Papa Jerry tossed our luggage into the trunk with ease, as we glided across the leather seats of the Jeep Cherokee. “Craig David! I love this song,” I declared, “You’ve got real bangers in here, Jer!” We caught up about the quick but bumpy flight, and I was once again overcome with gratitude by the existence of over-the-counter motion sickness remedies.

"Why is it called Cape Fear,” Crisi asked, genuinely curious about the answer. If there is one thing you need to know about Crisi, it’s that her middle name “Marie” could be easily replaced by “Curiosity.” “The seas were so treacherous when ships used to face the storms that the sailors were terrified,” Papa Jerry tells us. “That’s a terribly negative name,” I replied, “They should really consider rebranding.” “Cape Excitement,” one of us shouts. “Cape Anticipation,” another adds. “Cape F*ck Around and Find Out,” I say in a fit of laughter. “Cape FAAFO,” Crisi replies, “That’s the winner!


And the entire weekend? It went a lot like this car ride. We seamlessly flitted back and forth between deep thoughts and witty banter. We discussed everything from astronomy and oceanography to emotional intelligence and imposter syndrome. We told tales of our travels – individually or in pairs – and vowed to one day combine forces and share collective moments abroad as a group. We spoke of people but not about people: instead, we praised those we adore. We reminisced of those we miss. We told stories we had probably each heard a hundred times before but felt it was so good it would bear repeating.

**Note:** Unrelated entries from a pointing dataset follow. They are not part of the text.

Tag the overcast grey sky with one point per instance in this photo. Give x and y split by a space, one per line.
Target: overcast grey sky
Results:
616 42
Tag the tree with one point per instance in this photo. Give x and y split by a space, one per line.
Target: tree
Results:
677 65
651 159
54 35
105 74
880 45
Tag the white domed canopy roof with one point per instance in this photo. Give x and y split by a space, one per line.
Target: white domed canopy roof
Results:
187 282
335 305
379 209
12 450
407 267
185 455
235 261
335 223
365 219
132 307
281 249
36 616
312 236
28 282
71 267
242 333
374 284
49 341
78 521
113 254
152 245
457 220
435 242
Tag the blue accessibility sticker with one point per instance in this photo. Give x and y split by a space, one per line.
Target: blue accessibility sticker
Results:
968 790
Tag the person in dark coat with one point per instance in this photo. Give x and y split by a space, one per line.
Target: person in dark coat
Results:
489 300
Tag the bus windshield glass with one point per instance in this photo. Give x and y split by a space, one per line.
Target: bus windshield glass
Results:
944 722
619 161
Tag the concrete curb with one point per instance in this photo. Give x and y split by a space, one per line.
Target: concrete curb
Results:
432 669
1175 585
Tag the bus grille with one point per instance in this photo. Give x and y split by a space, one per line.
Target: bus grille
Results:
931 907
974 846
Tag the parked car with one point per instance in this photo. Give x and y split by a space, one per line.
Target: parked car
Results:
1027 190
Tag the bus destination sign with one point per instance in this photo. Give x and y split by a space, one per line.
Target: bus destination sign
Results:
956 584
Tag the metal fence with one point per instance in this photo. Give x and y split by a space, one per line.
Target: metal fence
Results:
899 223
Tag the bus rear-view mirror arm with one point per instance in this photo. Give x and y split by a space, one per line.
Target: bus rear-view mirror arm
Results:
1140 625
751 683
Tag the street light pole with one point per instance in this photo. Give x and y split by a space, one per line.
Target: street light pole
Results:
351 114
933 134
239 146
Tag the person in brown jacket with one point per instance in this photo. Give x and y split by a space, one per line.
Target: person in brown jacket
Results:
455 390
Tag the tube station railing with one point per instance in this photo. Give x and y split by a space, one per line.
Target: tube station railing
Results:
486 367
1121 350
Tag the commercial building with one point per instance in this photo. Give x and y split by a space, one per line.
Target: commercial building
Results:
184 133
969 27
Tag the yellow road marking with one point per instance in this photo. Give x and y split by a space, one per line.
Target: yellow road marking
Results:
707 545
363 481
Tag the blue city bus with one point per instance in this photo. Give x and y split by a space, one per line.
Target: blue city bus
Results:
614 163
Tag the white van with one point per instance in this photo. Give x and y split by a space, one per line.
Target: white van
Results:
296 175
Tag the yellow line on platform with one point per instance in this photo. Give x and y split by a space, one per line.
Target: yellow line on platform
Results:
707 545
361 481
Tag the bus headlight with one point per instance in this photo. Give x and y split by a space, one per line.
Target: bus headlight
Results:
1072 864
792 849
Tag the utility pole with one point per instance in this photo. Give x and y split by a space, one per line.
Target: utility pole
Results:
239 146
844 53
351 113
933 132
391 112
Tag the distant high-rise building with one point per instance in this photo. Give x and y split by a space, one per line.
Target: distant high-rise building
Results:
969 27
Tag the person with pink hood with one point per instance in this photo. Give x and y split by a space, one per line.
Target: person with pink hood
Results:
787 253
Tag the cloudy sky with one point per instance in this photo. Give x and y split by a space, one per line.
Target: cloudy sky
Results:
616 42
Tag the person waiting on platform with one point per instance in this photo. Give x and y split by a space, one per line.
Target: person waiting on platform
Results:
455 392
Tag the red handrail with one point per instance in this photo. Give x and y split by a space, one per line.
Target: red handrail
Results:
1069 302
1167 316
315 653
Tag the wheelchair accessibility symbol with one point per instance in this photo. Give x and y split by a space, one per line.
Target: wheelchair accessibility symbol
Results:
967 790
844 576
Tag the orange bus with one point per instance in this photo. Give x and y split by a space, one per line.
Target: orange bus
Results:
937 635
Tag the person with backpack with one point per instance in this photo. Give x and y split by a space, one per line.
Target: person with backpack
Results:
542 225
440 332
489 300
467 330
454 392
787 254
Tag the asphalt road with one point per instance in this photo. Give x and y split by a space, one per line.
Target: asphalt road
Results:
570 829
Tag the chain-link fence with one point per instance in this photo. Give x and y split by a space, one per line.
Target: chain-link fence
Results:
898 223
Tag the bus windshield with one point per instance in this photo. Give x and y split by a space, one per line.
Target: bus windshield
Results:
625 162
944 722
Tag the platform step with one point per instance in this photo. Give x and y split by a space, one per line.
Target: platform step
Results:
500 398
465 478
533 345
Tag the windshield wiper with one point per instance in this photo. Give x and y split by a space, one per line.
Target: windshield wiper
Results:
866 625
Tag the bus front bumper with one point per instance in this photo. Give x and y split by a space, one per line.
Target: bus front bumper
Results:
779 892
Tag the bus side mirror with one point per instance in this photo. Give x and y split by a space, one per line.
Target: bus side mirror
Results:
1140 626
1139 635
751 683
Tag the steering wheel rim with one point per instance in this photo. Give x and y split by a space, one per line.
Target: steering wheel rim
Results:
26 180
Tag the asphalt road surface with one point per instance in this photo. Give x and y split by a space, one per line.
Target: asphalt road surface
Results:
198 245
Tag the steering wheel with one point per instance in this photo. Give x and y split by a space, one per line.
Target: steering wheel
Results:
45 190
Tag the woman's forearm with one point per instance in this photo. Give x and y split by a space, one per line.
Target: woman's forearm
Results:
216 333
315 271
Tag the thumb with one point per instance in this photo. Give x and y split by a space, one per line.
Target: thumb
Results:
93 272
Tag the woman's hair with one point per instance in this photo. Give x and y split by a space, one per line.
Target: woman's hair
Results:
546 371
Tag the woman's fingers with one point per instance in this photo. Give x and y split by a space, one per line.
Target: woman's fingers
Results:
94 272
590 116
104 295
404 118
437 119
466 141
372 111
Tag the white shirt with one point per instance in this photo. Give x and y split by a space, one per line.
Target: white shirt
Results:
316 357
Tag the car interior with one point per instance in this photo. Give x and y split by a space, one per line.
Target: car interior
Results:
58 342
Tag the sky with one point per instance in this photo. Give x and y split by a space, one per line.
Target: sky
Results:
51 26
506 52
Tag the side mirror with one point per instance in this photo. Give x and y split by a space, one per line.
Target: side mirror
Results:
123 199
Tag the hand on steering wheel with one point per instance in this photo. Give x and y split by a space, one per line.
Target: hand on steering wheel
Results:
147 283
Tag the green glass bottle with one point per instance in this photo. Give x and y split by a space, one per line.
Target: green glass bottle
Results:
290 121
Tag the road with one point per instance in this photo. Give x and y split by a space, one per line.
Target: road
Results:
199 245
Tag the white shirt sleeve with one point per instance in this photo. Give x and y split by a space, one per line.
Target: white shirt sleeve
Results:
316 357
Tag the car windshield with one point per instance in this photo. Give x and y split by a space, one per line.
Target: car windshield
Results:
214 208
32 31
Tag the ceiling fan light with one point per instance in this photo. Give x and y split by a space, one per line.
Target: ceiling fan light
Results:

We went thrift shopping for vintage goods, keeping the theme that life is cyclical and some things never go out of style at top of mind. We made friends with cordial cashiers and curious customers. We dined at a Waffle House where a server with an impressive Southern drawl took a seat in our booth to get to know us for a while. We toyed with the idea of becoming Papa and Mama’s neighbors, attending an open house for a historic home that Crisi could only describe as “haunted house aesthetic vibes.” We tasted Peruvian chaufa that would rival Machu Picchu as a "Wonder of the World" and savored fresh pastries worth their weight in butter and drank double filtered dark roast coffee to ease into the day.


Somehow, we turned the ordinary extraordinary. Somehow, we were too much in the very best way. Somehow, we did everything and nothing all at the same time, and a business trip to record a podcast episode turned into the perfect mix of simple pleasures. Because you see, sometimes our soulmates aren’t a romantic connection. Sometimes, philia reigns supreme. Philia: love characterized by a platonic but true friendship. Philia, which feels a lot like the family we choose.


I didn’t remember to take very many pictures this weekend…and in my book, this is a barometer for being in the presence of great company. Life has a funny way of bringing the people into your life that are intended to be there. Sometimes, we endure losses; endings; the closing of chapters; the end of cycles; goodbyes in so many ways. Yet when you’re lucky enough to have a Crisi and a Jerry (and, by extension, their other halves): you thank your lucky stars that Coastal Carolina is only a short flight away.


I have been taking Portuguese lessons for the last few months, and one of the first words I learned is called saudade. Saudade is a sense of longing or nostalgia for a person, place, or experience. In other words, it can be defined as “the love that remains.” When you miss someone or something; when you think back upon a moment or a memory; and you feel a smile cross your face…this, is saudade. And I…thinking fondly upon so many moments in my life that can only be described as achingly beautiful…feel a sense of saudade for the friends that became family,

The moments that became memories,

The trips that shaped me,

The love that defined me,

And every moment that the universe uncovered magic in the mundane.